A New Magnetic-field-driving Method For Fabricating Ni/epoxy Resin Functionally Graded Materials

Functionally graded materials (FGMs) are emerging as a new class of special materials between heterostructure materials and composite materials. They have been extensively used in many engineering fields with their continuous spatial distribution of components and resulted properties. Based on the distinct difference in magnetic susceptibility between components, two new magnetic-field-driving approaches were developed to prepare Ni/epoxy resin FGMs. Vertical and parallel magnetic-field-driving devices were designed and built to meet the need of experiments. The influences of Ni concentration, magnetic filed velocity and the action times on composition distribution, electrical resistivity, light transmittance and normallized saturation magnetization of Ni/epoxy resin FGMs were studied systematically by means of optical microscope, spectrophotometer, high resistance meter, vibrating sample magnetometer.The results are summarized as follows:The gradient of composition distribution, light transmittance, electrical resistivity and specific saturation magnetization were formed along the field moving direction in samlpes fabricated by vertical magnetic-field-driving method.

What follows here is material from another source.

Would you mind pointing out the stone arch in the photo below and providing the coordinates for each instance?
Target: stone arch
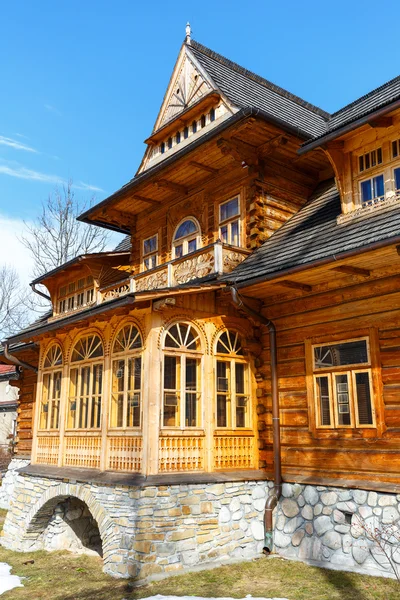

With increasing Ni content from 5 to 20 wt.%, the composition gradient increased first and then decreased. As the magnetic field velocity increased from 0.25mm/s to 3mm/s, Ni gradient decreased. The composition gradient increased with adding the action times of magnetic field from 1 to 5. The system structure remained unchanged after 5 times of magnetic field action. In addition, the chain-like clusters of Ni were formed, which lead to the anisotropy of electrical resistivity and normalized saturation magnetization. A schematic model was proposed to explain the distribution of particles in gradient magnetic fields.Ni gradient and chain-like clusters were obtained along the field direction in samples prepared by parallel magntic-field-activated method. The composition gradient increased with the increase of Ni contents, and reached the maximum value at Ni= 15 wt.%. With increasing the velocity of magnetic field from 1 to 20mm/s, Ni gradient decreased. The composition gradient increased with adding the action times of magnetic field from 2 to 10. The system structure remained stable after 10 times of magnetic field action.